The majority of us are aware of the importance of coaching in reaching challenging athletic and physical objectives, but coaching has a wide range of other benefits as well. I’m particularly interested in coaching at the nexus of physical performance and mental well-being as an active triathlete and business strategist dedicated to providing greater mental health to the globe via Modern Health. I met with Lauren Krasny, a seasoned Modern Health coach who specialises in executive coaching as well as health and wellness, which includes illness prevention, stress management, and encouraging healthy lifestyles, to discuss the concept.
(First, however, a fun fact. Since Lauren is the daughter of Michael Krasny, a longstanding presenter on the San Francisco public radio station KQED, you may be familiar with her last name if you live in the San Francisco Bay Area.
Tell us about your personal journey to coaching.
I began working in business and had several positions in marketing and sales after completing my psychology degree at the University of Michigan. But I wasn’t happy, and regrettably it took a life-changing event for me to decide to change careers. I was acutely aware of the fleeting aspect of life when I learned that my closest friend had cancer in 2014. This made me reflect on what I really cherish. When I enrolled in the Co-Active Training Institute, several doors in the business and health coaching industry opened to me. I have always been fascinated by the pursuit and realisation of my mission, which is intriguing since it sometimes leads individuals to seek assistance from coaching.
What do you focus on in your business coaching?
I like working with executives on innovation, cooperation, leadership, and conflict resolution, but I’m willing to engage with anybody who is open to improvement. I began coaching at Stanford’s LEAD online business programme in 2015, which provides CEOs and business leaders who choose not to obtain an MBA with an alternative educational route. I tutor students in design thinking, strategy, negotiation techniques, and persuasive skills.
And what about health coaching?
I like business coaching, but I’m also passionate about assisting others in improving their physical well-being, and I find it fascinating how the mind and body interact. When I help someone reach physical objectives like weight loss or keeping a regular exercise schedule, they are sometimes astonished to discover that they are still dissatisfied.
Many individuals use physical coping strategies like bad eating habits, sedentary behaviour, alcohol misuse, etc. to self-medicate and numb themselves from experiencing emotions because they have underlying emotional problems. Therefore, often treating physical issues does not necessarily have an influence on the underlying issue, which is typically a psychological one.

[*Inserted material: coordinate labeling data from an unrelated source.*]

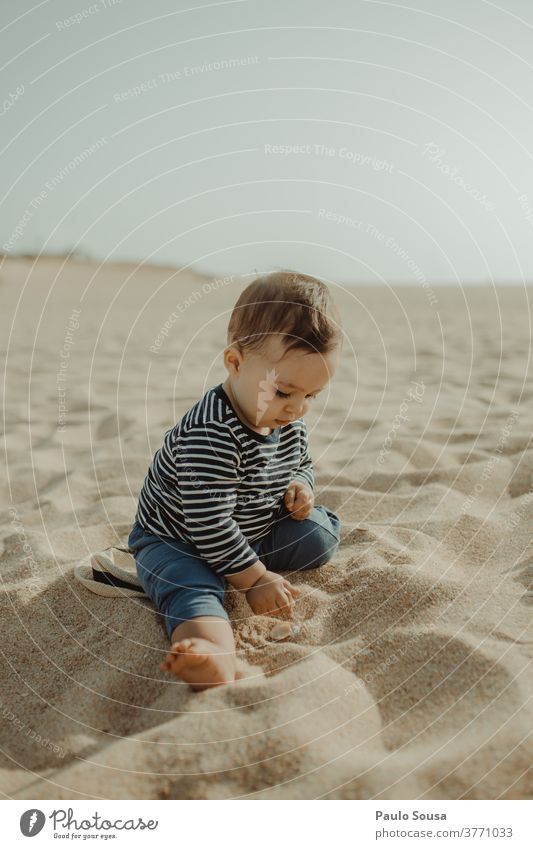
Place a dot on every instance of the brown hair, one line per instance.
(295, 305)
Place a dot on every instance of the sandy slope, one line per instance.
(411, 677)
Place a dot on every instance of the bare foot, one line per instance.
(200, 663)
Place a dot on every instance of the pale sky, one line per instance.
(358, 141)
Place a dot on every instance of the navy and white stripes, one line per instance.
(216, 483)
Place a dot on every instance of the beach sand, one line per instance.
(411, 675)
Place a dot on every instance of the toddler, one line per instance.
(228, 498)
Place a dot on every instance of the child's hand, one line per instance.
(299, 500)
(272, 595)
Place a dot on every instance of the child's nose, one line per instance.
(295, 409)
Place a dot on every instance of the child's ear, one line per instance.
(232, 359)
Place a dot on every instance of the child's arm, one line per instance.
(207, 472)
(299, 497)
(304, 471)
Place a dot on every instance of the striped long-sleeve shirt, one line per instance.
(218, 484)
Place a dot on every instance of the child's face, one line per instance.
(271, 388)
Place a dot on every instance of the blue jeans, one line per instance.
(182, 585)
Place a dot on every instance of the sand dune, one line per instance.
(411, 676)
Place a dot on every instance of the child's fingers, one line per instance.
(290, 497)
(285, 603)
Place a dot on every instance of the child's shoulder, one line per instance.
(209, 414)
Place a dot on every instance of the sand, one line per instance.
(411, 675)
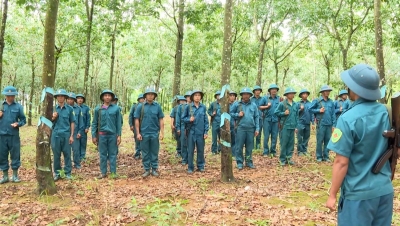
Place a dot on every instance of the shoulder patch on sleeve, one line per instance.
(336, 135)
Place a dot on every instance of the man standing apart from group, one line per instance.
(86, 119)
(11, 118)
(62, 135)
(149, 123)
(180, 127)
(365, 198)
(256, 99)
(197, 125)
(246, 114)
(140, 100)
(324, 110)
(303, 127)
(270, 123)
(288, 113)
(106, 132)
(215, 112)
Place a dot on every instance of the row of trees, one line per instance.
(175, 44)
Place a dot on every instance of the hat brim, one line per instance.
(289, 93)
(304, 92)
(367, 94)
(201, 93)
(251, 94)
(10, 93)
(155, 94)
(112, 94)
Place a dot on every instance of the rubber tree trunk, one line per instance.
(260, 62)
(89, 14)
(2, 33)
(112, 54)
(380, 61)
(31, 92)
(226, 154)
(44, 174)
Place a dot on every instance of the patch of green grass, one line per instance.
(161, 212)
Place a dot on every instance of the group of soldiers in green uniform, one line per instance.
(251, 114)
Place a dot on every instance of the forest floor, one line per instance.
(268, 195)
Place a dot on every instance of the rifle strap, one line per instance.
(389, 109)
(240, 108)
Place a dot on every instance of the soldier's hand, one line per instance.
(94, 140)
(331, 203)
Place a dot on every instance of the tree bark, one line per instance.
(44, 174)
(260, 62)
(179, 49)
(31, 92)
(112, 53)
(226, 154)
(380, 61)
(2, 33)
(89, 14)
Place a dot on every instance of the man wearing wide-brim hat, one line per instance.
(11, 118)
(366, 197)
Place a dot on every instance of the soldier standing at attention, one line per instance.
(256, 98)
(366, 198)
(173, 126)
(78, 131)
(195, 117)
(80, 100)
(303, 127)
(288, 113)
(149, 123)
(246, 114)
(270, 123)
(324, 110)
(180, 127)
(11, 118)
(106, 132)
(342, 104)
(215, 112)
(62, 136)
(140, 100)
(232, 102)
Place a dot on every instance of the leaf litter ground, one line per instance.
(268, 195)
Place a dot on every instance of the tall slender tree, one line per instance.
(2, 33)
(226, 156)
(44, 174)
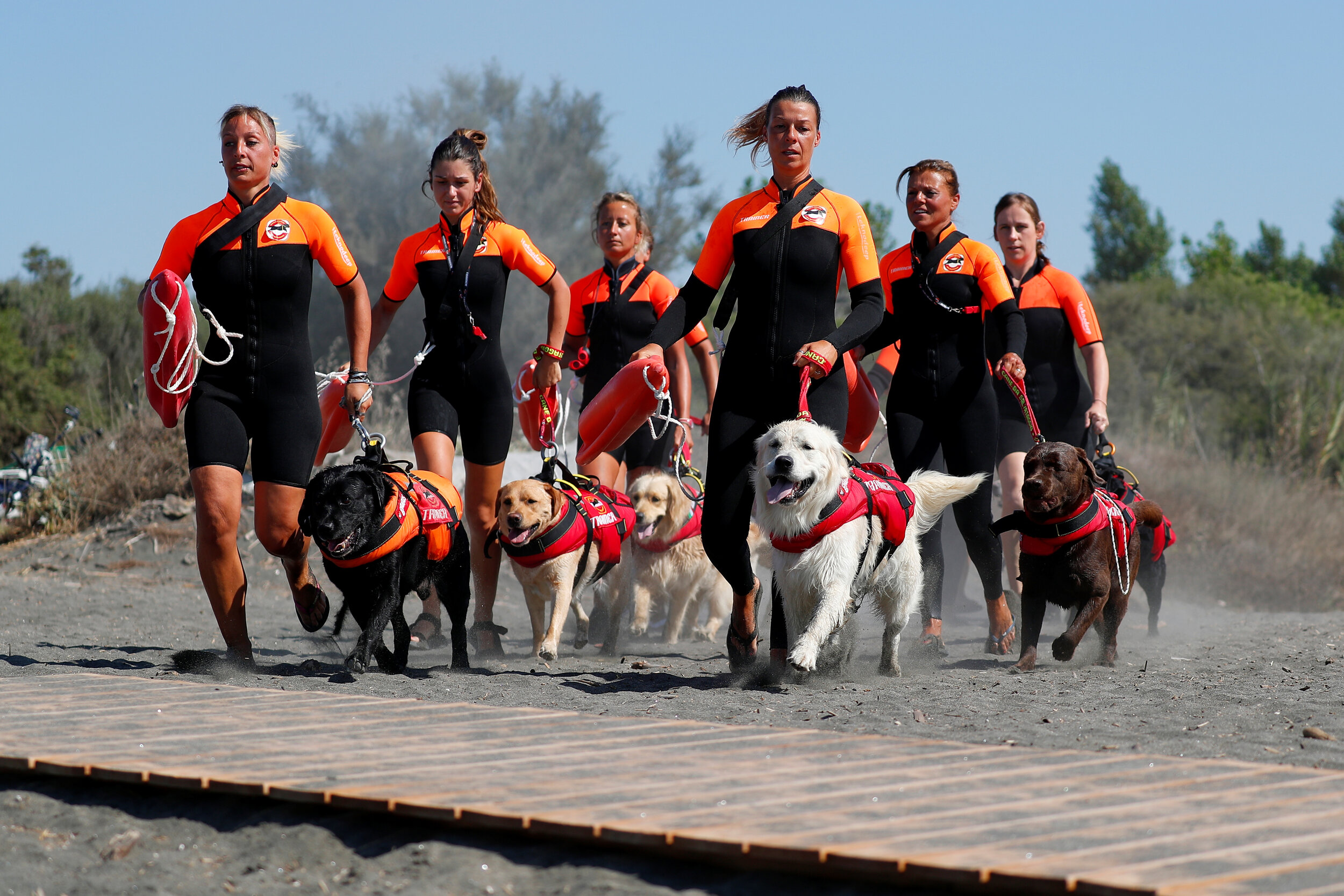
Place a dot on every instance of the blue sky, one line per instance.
(1227, 111)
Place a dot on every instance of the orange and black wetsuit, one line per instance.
(942, 396)
(617, 310)
(883, 369)
(787, 297)
(1058, 315)
(464, 383)
(257, 284)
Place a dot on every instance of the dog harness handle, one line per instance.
(1019, 391)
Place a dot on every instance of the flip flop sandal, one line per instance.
(315, 615)
(432, 640)
(932, 645)
(1002, 644)
(492, 649)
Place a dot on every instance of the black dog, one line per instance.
(343, 511)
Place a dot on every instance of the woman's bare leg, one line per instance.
(219, 504)
(1010, 480)
(434, 451)
(483, 486)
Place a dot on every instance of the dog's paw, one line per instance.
(1062, 649)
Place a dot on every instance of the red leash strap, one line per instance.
(1019, 391)
(547, 431)
(805, 381)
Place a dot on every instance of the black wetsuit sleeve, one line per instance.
(866, 311)
(886, 334)
(1012, 328)
(683, 312)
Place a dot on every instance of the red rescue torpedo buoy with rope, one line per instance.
(624, 405)
(173, 355)
(537, 409)
(863, 407)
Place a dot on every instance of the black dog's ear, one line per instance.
(1092, 470)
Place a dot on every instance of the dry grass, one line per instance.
(136, 461)
(1249, 535)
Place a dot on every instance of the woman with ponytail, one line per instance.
(251, 259)
(1058, 315)
(789, 243)
(613, 311)
(461, 265)
(944, 292)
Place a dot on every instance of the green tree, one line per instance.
(1127, 242)
(880, 219)
(1269, 257)
(1329, 273)
(674, 213)
(1214, 259)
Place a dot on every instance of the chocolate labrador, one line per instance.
(1080, 550)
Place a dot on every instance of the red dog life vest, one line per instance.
(1101, 511)
(604, 518)
(870, 489)
(423, 503)
(1164, 536)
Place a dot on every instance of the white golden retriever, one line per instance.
(800, 468)
(676, 575)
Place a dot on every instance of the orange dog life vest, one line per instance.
(423, 503)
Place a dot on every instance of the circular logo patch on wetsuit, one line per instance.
(813, 214)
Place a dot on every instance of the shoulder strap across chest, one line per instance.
(242, 222)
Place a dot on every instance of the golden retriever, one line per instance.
(525, 511)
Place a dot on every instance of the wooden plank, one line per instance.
(906, 811)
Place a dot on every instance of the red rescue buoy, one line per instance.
(624, 405)
(863, 407)
(171, 356)
(337, 428)
(538, 424)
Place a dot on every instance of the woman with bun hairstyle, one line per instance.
(251, 260)
(788, 246)
(1058, 315)
(942, 289)
(614, 310)
(461, 265)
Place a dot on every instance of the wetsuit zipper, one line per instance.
(251, 285)
(776, 300)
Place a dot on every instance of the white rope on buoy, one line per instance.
(189, 366)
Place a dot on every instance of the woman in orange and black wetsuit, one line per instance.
(941, 289)
(787, 285)
(251, 259)
(614, 310)
(1058, 315)
(463, 385)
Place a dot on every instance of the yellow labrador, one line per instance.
(525, 512)
(670, 567)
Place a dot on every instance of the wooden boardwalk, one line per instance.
(904, 811)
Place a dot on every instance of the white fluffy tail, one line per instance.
(934, 492)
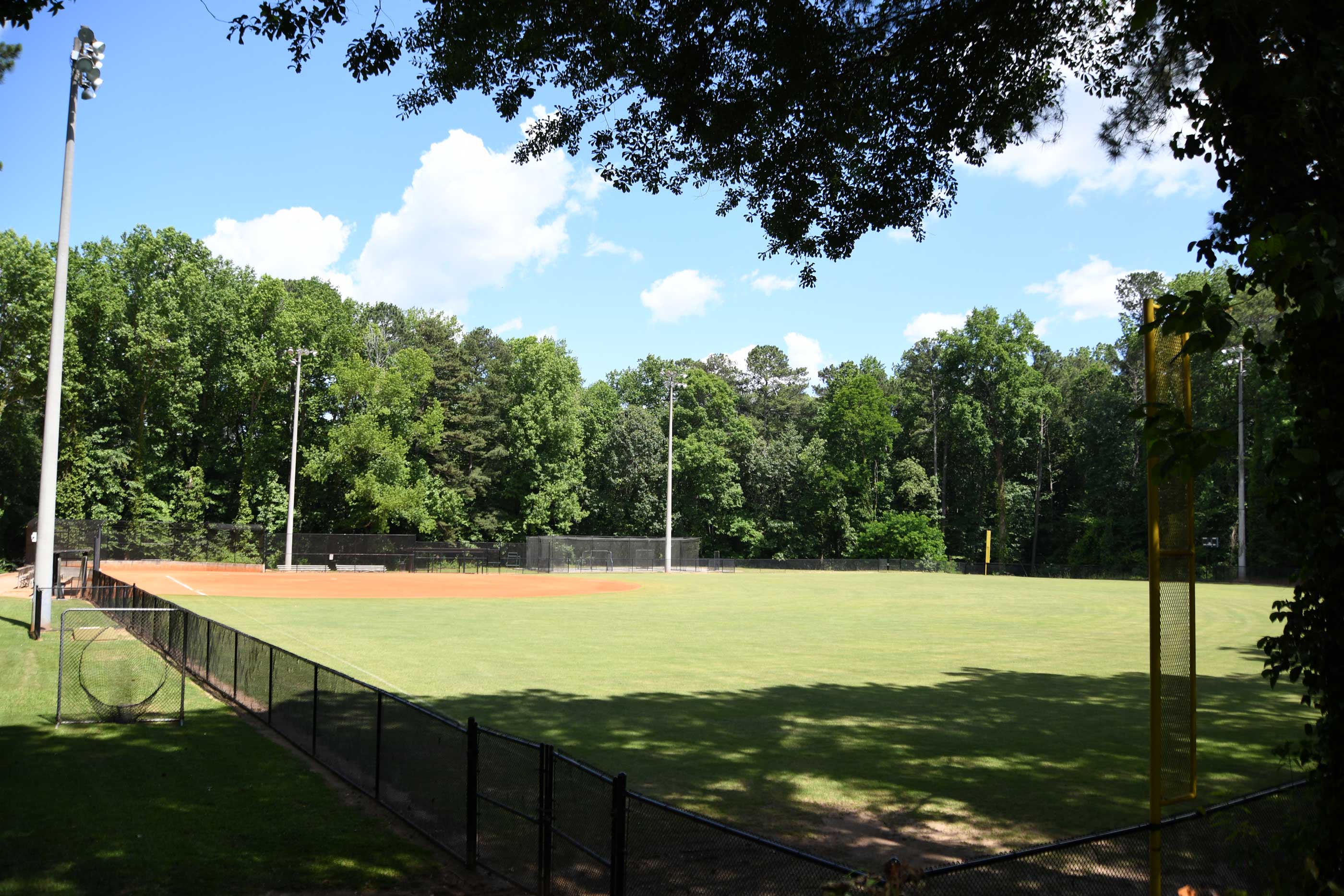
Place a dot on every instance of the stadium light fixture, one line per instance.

That’s why I’m so grateful that I can continue to support my clients as they develop new habits and improve since physical health coaching often needs mental health insights to be successful.
What is one thing you’re known for among your clients?
I always advise my clients to find chances to put what we discuss into practise in real-world settings, whether it be at work or at home, for both business and physical health. In order to assist folks hone their new abilities, I sometimes even organise role plays. It’s vital to me that the skills I impart are practical and applicable, and as a coach, I can support my students’ personal development by holding them responsible for their own advancement.